Studying Western Esotericism serves to deepen our understanding of our own traditions and practices. Rather than adopting an outsider’s perspective, it’s about recognizing the value of what we have preserved and what we must continue to safeguard. I believe that we have much to offer to the West in the realm of occult knowledge, just as we can benefit from adopting their approach of treating esoteric studies as an academic discipline in the East. This exchange of knowledge and methodologies can enrich both traditions.

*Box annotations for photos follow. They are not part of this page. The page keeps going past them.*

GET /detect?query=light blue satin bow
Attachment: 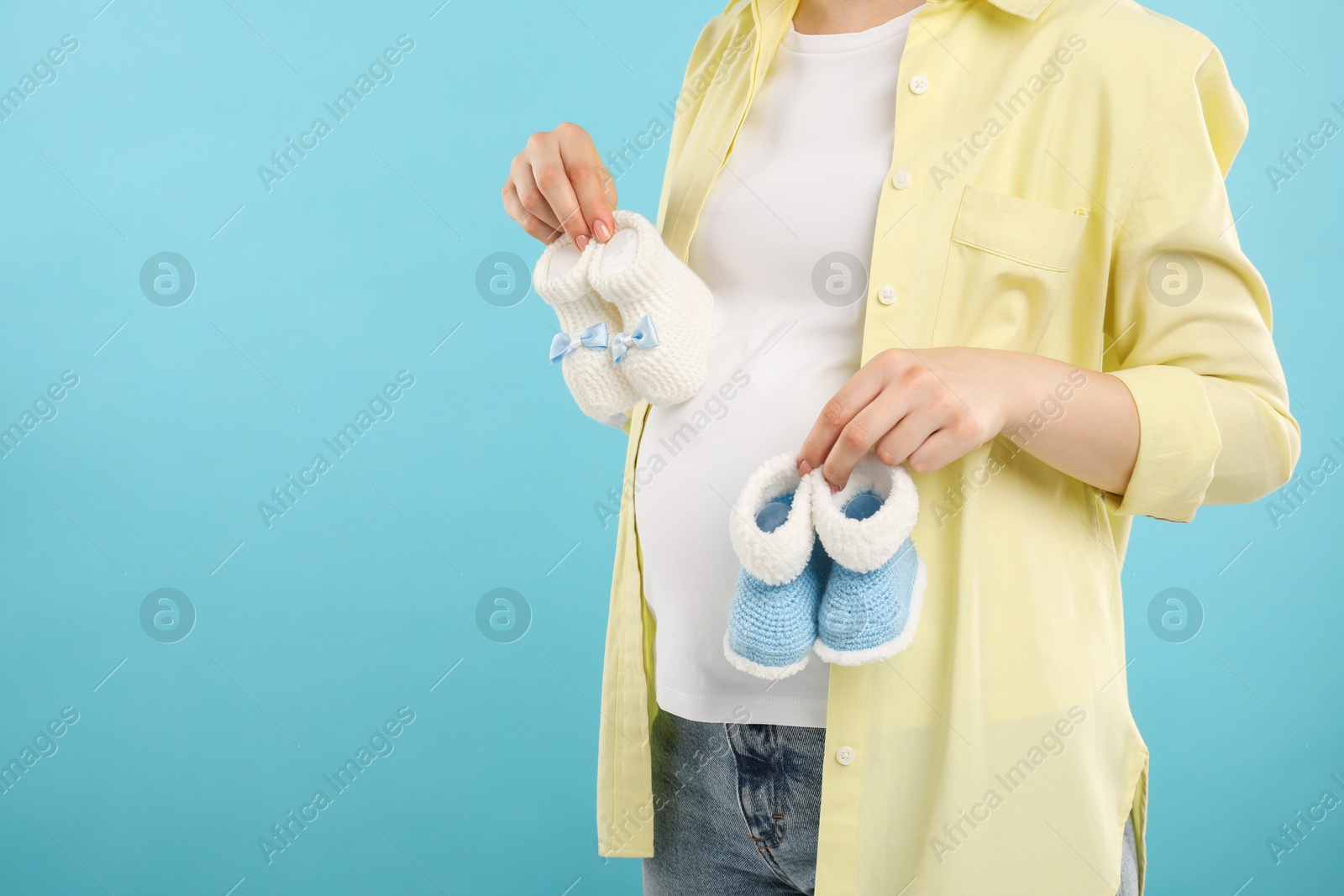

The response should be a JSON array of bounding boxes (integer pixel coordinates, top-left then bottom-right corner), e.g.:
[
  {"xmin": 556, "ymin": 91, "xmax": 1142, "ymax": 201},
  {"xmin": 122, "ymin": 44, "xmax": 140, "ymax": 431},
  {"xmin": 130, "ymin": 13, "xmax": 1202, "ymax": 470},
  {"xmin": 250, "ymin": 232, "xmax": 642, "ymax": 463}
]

I’ve personally harbored a keen interest in this realm from a young age. I believe that there isn’t necessarily a contradiction between different systems if one can gain a clear understanding of each. However, it’s essential to exercise caution when drawing lines and distinctions, as there’s a risk of blending systems and arriving at conclusions that may not accurately represent any of them. Clarity in approach is of paramount importance. In Western traditions, the notions of initiation and gradual evolution on the path, ultimately leading to the identification or union with the Goddess within, bear striking similarities to practices in Tantra. However, it’s equally crucial to be wary of our ideas becoming colonized and losing touch with our foundational roots. Maintaining a strong connection to our traditions is essential in navigating these crossroads of knowledge and spirituality.Let me share a section from the inspirational Wiccan text “Charge of the Goddess” to give an idea,

“Upon earth, She gave the knowledge of the spirit eternal; and beyond death, She gives peace and freedom, and reunion with those who have gone before. Nor does She demand sacrifice, for behold, She is the mother of all living, and Her love is poured out upon the earth. She who is the beauty of the green earth, and the white moon among the stars, and the mystery of the waters, and the desire of the heart of man, calls unto thy soul. Arise, and come unto Her. For She is the soul of nature, who gives life to the universe. from Her all things proceed, and unto Her all things must return; and before Her face, beloved of gods and men, let thine innermost divine self be enfolded in the rapture of the infinite.”